Ты-то почём знаешь? – опять собрался было не поверить Триш. Но вовремя вспомнил, что Лариса помимо пресс-секретаря имеет иные крепкие связи – и не стал гнать волну.
Проглоченный вопрос от Ларисы не укрылся. Отметив, что опять удалось погасить волну начальнических возражений, она выкатила новые аргументы:
– Ну и в третьих: вам очень не понравился окрик из мэрии. Но на раздаче кто стоял? Курилов? А к нему можно отнести всё, сказанное мною о Горланове. Витас Семёнович сейчас из кожи лезет, чтобы где надо, и где не надо зарисоваться большим начальником. Он готов каждое лыко в строку вставить, в том числе и связанное с Кротом. Хотя вы, как и я, помните его ещё бестолковым борзописцем, и знаете цену его распеканиям.
Конечно, ссориться с такими людьми без особой надобности вы не станете, и это правильно. Но зачем и особо прогибаться? Ведь, с журналистской колокольни глядя, дело Крота совсем не пустое, оно хороших свеч стоит. А подкопаться к нему трудно – мы это уже постановили. И чем в таком случае этот чиновный Витас для вас страшен? Повинитесь при случае, пообещаете таких же вензелей подчинённым навставлять… Инцидент и сойдёт себе на нет. Так ведь?
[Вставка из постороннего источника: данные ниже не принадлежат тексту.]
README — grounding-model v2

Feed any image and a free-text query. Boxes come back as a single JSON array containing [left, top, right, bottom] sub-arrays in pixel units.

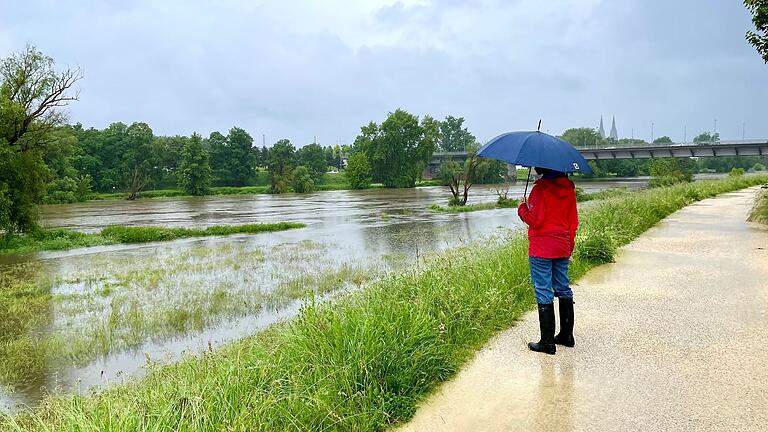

В ответ на её последнюю фразу Триш озадаченно кивнул: похоже, эта тигра сегодня говорила дело.
Лариса опять прервалась для следующего смачного глотка. Надо собраться с духом, чтобы не сбиться с основной мысли:
– И, наконец, самое главное, о чём я обязана вам сказать. Не скажу сейчас – не скажу никогда. Борис Ильич, начальник наш многоуважаемый, посмотрите, в каком мире мы сегодня живём! Откройте уже глаза и удостоверьтесь, наконец, что прежней страны, в которой вам всё было понятно и с руки, страны этой нынче нет. Давненько уже нет… Судя по тому, что вижу я, вокруг идёт жёсткая борьба за выживание, за то, кому этот мир будет принадлежать завтра. Даже в нашем очень провинциальном – простите, теперь надо говорить «региональном» – городе давно всё сдвинулось с мест и пустилось в дикую круговерть. Вчерашние безобидные базарные принципы породили людоедскую рыночную экономику, где человек человеку волк, медведь, лев, на худой конец – лиса. Одним словом хищник, всегда готовый насмерть вцепиться товарищу в горло.